The findings address the core question by showing that RL agents can develop internal representations predictive of self-localization, a constituent of a world (and potentially self) model per Damasio’s framework. Restricting observations (5×5 or 3×3 crops) and excluding edge positions reduces trivial cues, demonstrating that positional information persists in recurrent states, implicating memory-based internal models. Teleportation traps disrupt spatial continuity, making localization harder and decreasing probe accuracy, yet still above chance—consistent with non-trivial world modeling. Non-linear probes extract more information than linear ones, and LSTM cell states appear slightly more informative than hidden states. While these results support the existence of world-model-like encodings, distinguishing self versus world models remains unresolved; further causal interventions (e.g., perturbing units encoding position or internal variables) are proposed to test functional usage of internal models. The authors argue that more complex architectures (advanced RNNs/transformers) and richer environments may foster more expressive internal models and enable stronger tests aligned with Damasio’s criteria for core consciousness.

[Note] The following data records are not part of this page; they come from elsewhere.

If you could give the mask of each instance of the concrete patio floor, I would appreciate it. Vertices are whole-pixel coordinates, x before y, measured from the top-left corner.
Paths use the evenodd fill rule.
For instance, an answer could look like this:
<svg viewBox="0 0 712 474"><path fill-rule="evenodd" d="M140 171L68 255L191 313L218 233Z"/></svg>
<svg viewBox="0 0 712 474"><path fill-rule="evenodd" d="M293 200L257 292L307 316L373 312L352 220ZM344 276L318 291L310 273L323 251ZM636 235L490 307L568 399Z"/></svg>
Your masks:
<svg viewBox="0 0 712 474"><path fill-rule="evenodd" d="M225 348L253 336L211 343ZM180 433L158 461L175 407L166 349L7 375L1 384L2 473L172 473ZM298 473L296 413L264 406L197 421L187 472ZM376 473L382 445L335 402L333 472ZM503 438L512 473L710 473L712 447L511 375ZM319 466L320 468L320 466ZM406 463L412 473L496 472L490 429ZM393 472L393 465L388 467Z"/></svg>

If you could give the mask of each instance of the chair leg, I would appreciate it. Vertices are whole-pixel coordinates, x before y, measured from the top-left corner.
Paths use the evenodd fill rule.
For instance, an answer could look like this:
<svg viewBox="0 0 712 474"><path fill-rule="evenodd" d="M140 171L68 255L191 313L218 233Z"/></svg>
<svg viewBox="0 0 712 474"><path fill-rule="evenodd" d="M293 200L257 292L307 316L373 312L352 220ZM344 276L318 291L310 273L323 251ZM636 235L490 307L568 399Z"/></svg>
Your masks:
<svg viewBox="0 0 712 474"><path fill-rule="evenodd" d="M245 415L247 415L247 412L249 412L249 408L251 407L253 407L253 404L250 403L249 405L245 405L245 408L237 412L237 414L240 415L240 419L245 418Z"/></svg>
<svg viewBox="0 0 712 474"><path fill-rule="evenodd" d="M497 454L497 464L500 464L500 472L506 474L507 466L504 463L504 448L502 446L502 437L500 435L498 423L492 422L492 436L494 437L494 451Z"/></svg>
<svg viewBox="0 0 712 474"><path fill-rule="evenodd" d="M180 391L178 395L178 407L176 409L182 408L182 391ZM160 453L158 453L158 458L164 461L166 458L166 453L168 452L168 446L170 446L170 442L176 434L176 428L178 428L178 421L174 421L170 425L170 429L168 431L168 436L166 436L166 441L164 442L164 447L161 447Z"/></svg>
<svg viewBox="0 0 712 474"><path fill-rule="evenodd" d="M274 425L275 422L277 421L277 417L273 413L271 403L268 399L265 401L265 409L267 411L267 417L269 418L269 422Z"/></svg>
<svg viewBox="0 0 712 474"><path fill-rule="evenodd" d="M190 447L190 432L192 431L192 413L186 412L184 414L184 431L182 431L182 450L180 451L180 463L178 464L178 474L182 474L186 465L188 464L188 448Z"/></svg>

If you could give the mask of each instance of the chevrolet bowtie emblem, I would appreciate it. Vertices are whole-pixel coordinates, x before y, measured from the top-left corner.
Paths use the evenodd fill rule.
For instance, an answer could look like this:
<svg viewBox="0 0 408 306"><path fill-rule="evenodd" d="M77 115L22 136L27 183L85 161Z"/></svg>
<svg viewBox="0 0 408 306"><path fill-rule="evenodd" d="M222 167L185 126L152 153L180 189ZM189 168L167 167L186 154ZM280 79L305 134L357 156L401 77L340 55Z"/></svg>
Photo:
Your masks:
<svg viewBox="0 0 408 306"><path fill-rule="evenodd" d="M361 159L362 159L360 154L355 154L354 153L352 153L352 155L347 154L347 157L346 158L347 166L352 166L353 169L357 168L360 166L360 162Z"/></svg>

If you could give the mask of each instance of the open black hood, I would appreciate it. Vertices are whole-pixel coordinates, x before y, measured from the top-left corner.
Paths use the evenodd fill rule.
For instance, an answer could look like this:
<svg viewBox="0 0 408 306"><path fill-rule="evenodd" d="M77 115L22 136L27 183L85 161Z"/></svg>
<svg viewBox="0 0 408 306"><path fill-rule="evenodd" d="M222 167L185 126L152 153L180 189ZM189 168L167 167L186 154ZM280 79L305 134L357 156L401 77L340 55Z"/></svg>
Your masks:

The study presents evidence that RL agents trained in MiniHack develop internal representations encoding positional information, detectable via probes and exceeding chance across multiple settings. This suggests that even “model-free” approaches can yield implicit internal (world) models. The authors connect these results to broader theory, noting parallels between discounting in RL and successor representations shaping cognitive maps, and propose Damasio’s layered framework as a useful inductive bias for designing RL agents with integrated self/world representations. Future directions include: (1) scaling to richer, dynamic environments and tasks (delayed rewards, stochastic dynamics, multi-agent settings); (2) adopting more expressive architectures (transformers, advanced RNNs) to capture long-range dependencies; (3) explicit modeling of self versus world signals (including internal state variables and multi-dimensional affect-like signals); (4) causal probing via activation interventions to test whether internal models are functionally used in decision-making; and (5) extending evaluations to real-world domains (robotics, social simulations) to assess generalizability and robustness.

• The work does not claim or detect subjective experience; it probes structural/functional precursors (self/world models) inspired by Damasio’s theory.
• Environments are simplified with constrained spatial and task complexity; results may not generalize to richer settings without additional validation.
• Emotions/feelings are approximated via scalar rewards, which do not capture the multidimensional, biologically grounded affective states and intrinsic significance present in organisms.
• Differentiating self vs. world models is not fully addressed; positional encoding alone is insufficient to demonstrate a true self model.
• Probe success indicates information presence/correlation but not necessarily functional use; causal evidence (e.g., interventions) is needed.
• Access to full internal states is specific to compact RL agents; insights may be harder to obtain in large black-box systems (e.g., LLMs).